Today, Ella continues to hand make small collections, as well as bespoke commissions. With a brooch, she starts with the central shape, carving this from Lucite before polishing it to give a smooth and shiny finish similar to enamel. She then draws around the shape 20 times to try out different silhouettes for the silver surround, which often features a scalloped edge or diamond motif. Once she has decided on the final design, she will cut the recycled silver and polish it, before either oxidising or gold plating the metal. She then adds her finishing touches: typically pearls and/or coral beads.

The linchpin of Ella’s pieces are her signature rivets that hold these layers of materials together. She draws on “patience and nerve” to form them from gold wire. Having drilled holes in her piece, she feeds the filed and sanded wire through, and hammers the ends to create domes that secure it in place. She turns the jewel regularly to ensure the wire sits evenly on both sides.

The unique visual language of her work draws on the art, architecture and design that infused her childhood. “A lot of [my] early work would almost be postmodernism meets Edwardian meets Elizabethan,” she suggests. “Or [art] deco meets Renaissance.” She says that, in a bid to be “taken seriously”, early collections overtly referenced historical detailing and colours, and had a “sombre grandeur”. 
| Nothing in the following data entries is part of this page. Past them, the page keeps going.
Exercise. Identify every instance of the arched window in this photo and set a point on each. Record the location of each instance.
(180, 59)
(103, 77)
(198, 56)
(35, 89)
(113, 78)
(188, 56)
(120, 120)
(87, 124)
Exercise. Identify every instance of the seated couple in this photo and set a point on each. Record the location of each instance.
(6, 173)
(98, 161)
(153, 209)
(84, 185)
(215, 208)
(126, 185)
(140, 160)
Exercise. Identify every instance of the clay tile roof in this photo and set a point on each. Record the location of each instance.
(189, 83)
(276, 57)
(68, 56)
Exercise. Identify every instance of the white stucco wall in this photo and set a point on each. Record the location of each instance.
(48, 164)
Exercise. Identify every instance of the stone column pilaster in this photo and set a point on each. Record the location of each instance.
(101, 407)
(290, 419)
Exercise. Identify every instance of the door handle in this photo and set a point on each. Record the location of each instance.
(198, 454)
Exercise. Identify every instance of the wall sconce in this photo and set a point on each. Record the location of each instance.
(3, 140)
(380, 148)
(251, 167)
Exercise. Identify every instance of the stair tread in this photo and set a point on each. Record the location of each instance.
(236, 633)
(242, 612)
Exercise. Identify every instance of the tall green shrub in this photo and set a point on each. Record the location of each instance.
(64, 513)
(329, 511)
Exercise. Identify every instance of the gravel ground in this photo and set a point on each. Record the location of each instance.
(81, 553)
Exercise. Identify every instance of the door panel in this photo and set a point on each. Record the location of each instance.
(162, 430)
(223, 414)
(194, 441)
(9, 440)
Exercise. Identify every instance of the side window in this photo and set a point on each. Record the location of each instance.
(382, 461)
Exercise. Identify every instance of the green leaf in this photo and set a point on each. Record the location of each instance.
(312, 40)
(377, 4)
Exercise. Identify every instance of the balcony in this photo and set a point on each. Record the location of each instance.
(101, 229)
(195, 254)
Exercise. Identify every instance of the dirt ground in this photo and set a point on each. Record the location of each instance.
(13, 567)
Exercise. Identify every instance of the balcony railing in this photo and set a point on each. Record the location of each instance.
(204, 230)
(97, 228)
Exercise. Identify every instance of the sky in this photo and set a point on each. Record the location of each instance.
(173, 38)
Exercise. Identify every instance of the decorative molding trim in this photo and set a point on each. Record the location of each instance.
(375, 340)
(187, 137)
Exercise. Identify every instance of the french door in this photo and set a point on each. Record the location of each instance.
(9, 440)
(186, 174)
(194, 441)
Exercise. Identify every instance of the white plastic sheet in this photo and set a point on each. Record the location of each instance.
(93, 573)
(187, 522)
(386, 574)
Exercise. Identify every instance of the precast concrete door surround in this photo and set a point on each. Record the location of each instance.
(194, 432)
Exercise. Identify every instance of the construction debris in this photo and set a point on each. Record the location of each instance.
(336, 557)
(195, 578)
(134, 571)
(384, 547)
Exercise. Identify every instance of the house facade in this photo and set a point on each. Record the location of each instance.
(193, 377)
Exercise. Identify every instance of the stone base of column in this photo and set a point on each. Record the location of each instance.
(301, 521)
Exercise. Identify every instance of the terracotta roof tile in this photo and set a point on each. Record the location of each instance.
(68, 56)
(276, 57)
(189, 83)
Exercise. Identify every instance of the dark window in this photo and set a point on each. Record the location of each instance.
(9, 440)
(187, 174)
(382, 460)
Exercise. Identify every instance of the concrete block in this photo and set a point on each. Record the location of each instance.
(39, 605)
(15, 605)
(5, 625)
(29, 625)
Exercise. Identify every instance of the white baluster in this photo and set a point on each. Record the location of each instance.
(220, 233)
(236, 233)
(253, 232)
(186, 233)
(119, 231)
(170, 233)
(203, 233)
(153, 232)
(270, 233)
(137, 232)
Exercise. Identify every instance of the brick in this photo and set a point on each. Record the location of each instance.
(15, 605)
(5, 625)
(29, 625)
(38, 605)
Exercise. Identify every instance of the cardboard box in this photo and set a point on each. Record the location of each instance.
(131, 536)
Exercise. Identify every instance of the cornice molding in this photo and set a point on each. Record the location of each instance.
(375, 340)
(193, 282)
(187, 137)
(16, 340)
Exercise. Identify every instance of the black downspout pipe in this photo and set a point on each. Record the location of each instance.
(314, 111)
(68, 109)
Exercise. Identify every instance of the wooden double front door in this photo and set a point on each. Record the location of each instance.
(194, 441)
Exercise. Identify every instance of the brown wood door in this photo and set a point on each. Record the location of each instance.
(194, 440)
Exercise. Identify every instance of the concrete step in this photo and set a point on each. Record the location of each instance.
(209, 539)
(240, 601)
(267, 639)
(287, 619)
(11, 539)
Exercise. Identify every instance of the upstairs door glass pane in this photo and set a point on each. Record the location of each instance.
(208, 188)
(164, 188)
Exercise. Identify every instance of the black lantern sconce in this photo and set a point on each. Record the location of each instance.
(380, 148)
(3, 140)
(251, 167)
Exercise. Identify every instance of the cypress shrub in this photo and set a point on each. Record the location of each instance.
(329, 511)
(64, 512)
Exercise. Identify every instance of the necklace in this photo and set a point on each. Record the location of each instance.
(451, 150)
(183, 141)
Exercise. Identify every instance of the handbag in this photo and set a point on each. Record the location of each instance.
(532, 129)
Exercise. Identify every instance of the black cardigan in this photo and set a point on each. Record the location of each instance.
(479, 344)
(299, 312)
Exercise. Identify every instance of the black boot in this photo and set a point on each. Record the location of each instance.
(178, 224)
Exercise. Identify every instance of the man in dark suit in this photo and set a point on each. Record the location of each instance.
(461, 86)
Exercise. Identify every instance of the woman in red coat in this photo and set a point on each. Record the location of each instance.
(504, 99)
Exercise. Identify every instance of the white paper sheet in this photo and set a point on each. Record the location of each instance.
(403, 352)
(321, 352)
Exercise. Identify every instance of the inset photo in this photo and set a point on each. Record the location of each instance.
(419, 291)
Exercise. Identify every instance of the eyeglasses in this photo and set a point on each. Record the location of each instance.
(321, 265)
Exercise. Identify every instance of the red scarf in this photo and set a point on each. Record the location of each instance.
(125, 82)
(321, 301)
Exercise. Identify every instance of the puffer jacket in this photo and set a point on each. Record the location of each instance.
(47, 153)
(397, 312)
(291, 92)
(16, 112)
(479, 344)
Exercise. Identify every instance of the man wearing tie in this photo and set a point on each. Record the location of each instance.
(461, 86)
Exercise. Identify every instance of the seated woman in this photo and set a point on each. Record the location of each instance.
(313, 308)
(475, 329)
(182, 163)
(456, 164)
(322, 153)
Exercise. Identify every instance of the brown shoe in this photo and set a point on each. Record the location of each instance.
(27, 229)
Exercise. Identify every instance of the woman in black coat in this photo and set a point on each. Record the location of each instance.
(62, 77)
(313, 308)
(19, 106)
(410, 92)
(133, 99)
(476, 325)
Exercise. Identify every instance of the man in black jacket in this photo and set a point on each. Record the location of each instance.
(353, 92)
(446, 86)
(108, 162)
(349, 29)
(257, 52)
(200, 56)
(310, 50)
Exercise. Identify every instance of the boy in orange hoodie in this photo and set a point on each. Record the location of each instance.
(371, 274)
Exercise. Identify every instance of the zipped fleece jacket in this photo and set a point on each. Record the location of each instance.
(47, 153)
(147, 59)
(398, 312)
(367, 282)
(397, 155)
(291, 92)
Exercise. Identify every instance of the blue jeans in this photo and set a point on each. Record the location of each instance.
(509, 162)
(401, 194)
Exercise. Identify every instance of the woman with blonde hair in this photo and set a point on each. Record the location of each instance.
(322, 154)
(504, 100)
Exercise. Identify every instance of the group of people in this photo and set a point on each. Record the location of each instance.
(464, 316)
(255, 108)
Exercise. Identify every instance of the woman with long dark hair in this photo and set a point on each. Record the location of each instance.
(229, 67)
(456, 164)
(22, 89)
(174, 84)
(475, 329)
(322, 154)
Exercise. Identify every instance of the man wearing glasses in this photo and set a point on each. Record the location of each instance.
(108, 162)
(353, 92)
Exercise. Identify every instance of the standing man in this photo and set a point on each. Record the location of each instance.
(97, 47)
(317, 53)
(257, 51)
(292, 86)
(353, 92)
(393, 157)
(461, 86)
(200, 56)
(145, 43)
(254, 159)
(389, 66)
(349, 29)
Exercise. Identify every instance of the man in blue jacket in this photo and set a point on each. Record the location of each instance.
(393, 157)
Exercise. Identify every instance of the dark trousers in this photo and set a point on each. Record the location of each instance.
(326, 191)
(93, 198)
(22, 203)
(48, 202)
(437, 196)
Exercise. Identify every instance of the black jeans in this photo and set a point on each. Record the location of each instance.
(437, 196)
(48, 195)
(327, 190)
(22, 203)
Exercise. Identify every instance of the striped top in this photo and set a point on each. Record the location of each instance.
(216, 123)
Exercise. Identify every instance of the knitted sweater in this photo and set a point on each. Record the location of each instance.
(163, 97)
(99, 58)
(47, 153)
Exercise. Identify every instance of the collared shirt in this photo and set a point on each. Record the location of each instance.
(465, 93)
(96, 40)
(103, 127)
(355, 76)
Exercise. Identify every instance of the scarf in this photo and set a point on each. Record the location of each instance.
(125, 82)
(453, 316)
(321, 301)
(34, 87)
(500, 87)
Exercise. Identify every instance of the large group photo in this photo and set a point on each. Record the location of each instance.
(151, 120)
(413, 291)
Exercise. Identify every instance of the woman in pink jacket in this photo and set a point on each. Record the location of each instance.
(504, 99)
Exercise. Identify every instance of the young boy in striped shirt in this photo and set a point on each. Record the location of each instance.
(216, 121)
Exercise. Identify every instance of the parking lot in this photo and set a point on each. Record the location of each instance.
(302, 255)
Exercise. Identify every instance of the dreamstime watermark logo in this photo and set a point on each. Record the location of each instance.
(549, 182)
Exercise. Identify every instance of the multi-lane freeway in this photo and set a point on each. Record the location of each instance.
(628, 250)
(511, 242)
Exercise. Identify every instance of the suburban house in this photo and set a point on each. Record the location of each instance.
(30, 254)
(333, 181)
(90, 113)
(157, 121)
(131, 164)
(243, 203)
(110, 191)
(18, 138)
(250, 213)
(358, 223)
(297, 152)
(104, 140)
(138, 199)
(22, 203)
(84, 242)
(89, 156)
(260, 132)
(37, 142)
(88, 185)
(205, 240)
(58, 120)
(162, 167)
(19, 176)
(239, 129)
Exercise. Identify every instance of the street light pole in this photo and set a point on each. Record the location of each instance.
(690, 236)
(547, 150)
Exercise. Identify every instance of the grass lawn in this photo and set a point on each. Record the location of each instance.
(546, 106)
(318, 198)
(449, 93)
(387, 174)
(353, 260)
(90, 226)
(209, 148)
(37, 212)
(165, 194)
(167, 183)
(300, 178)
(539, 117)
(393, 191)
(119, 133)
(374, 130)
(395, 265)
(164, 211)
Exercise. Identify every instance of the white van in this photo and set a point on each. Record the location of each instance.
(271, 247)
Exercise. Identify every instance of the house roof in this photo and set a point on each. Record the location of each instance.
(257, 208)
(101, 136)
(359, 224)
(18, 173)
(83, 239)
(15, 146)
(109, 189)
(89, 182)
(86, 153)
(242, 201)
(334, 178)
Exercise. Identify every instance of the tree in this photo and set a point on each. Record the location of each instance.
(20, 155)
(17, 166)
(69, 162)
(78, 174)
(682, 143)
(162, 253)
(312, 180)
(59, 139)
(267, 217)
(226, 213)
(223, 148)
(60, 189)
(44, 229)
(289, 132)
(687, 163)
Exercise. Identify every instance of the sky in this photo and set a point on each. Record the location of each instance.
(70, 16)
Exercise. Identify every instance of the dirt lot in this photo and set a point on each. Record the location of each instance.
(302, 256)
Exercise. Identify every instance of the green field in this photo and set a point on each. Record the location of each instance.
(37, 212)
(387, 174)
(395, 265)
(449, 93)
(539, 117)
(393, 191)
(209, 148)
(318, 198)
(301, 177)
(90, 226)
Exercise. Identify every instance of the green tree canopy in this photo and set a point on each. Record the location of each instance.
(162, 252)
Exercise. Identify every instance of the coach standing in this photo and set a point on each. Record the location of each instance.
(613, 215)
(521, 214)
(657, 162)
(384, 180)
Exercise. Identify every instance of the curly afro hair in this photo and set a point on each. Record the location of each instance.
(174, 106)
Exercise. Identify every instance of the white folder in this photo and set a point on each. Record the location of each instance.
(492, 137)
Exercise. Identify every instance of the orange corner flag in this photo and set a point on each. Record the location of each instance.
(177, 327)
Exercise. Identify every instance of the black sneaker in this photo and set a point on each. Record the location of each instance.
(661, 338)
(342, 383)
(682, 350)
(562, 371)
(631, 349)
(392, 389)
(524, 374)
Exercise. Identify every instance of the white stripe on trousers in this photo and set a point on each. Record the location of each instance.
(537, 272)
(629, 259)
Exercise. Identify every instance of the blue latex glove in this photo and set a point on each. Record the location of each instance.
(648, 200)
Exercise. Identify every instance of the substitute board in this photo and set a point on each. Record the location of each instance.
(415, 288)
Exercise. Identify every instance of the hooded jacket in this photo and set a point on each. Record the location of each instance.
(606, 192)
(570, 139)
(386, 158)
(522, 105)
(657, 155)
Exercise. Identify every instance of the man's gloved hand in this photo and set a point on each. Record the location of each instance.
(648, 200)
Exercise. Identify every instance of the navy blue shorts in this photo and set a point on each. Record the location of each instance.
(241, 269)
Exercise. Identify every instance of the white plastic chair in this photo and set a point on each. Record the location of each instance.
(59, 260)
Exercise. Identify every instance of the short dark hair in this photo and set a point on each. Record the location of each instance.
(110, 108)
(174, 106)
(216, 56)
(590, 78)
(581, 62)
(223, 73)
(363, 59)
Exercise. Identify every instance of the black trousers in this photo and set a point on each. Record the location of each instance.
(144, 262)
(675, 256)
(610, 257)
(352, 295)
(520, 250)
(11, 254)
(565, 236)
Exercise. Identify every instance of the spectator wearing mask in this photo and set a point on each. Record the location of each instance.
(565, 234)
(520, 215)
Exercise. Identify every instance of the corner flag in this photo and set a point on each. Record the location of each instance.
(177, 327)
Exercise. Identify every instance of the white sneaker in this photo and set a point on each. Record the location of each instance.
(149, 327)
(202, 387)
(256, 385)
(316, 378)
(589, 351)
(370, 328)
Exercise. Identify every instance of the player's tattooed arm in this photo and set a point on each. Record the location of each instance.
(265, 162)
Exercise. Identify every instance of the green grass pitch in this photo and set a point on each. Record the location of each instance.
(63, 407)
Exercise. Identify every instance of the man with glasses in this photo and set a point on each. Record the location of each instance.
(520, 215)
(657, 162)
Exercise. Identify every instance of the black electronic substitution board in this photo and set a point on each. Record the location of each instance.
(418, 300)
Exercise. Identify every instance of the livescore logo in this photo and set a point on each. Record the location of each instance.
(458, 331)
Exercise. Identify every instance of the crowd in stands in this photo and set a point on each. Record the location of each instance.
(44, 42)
But her style has evolved as her confidence has grown. While historical visual influences still underpin her work, her aesthetic has become more playful, as evidenced by cake, sea creature and circus-themed collections. She has “amped up” her use of colour, shape and layering, and is more focused on texture and finish. 

Chocolate Box Brooches 2021, Ella Fearon-Low - ©Jocelyn Low

“As I’ve gone along, my life has become more complicated… and it’s almost like out of the darkness of those moments, and the darkness of the world around us, it’s this quiet act of rebellion to create work that is joyful and fun and maybe not too serious,” she says. “It’s almost that I thought I would make this very political, earnest work when I first started that would have deep meaning, and I would be able to talk about its story, but actually it’s almost landed up being the opposite of that. Instead of making work about Gaza, I’m making work that is the opposite of Gaza but almost in response to that.” 

Ella has always thought of jewellery as an art form and in recent years has developed her practice to make sculptural pieces that can displayed as decorative objects when not being worn. She mounted last year’s Juggle brooches on colourful wooden stands.  

At this year’s Goldsmiths’ Fair she is pushing the concept further for a site-specific installation that will see her adorn the Goldsmiths’ Hall with “jewellery”. These sculptural elements will foreground one of the drivers behind her work: the question of where value lies in a piece of jewellery. “I’ve gone down lots of little avenues behind the scenes during the time that I’ve been building my reputation,” she says. “And Jewels for the Hall is going to land up being an outlet for lots of those ideas and material experimentations.”  

Pluvia Laetus is a hanging installation of more than a hundred hand-carved and colourfully-decorated balsa wood lozenges, teardrop shapes and seed forms, suspended from an archway above a mirror. Ella has also created wearable versions: 10 large balsa brooches. 

The Dreamers is a series of four brooches and a pendant that will sit under glass cloches. Ella has gilded the back of these clear Lucite pieces, and the Lucite discs on which they sit, and drawn nature-inspired pattens into the gold leaf.  

Three Queens, which takes its name from a brooch in Ella’s first collection, Rococo, is a series of three characterful sculptural forms created in collaboration with the wood-turning duo Ash & Plumb. Decorated dry wood bases and finials bookend charred and polished green wood bodies, inspired by the power of the chess piece but taking visual cues from everything from Roman to modernist sculpture. 

Finally, for Offerings, Ella has created platters of gilded plaster gifts for sculptures in the Grade I-listed hall, inspired by the three wise men’s gold, frankincense and myrrh. She used shells and broken ceramic pieces scavenged from beaches to imprint pattern and texture onto the clay used to form the mould.  

Some of her collected treasures have found their moment.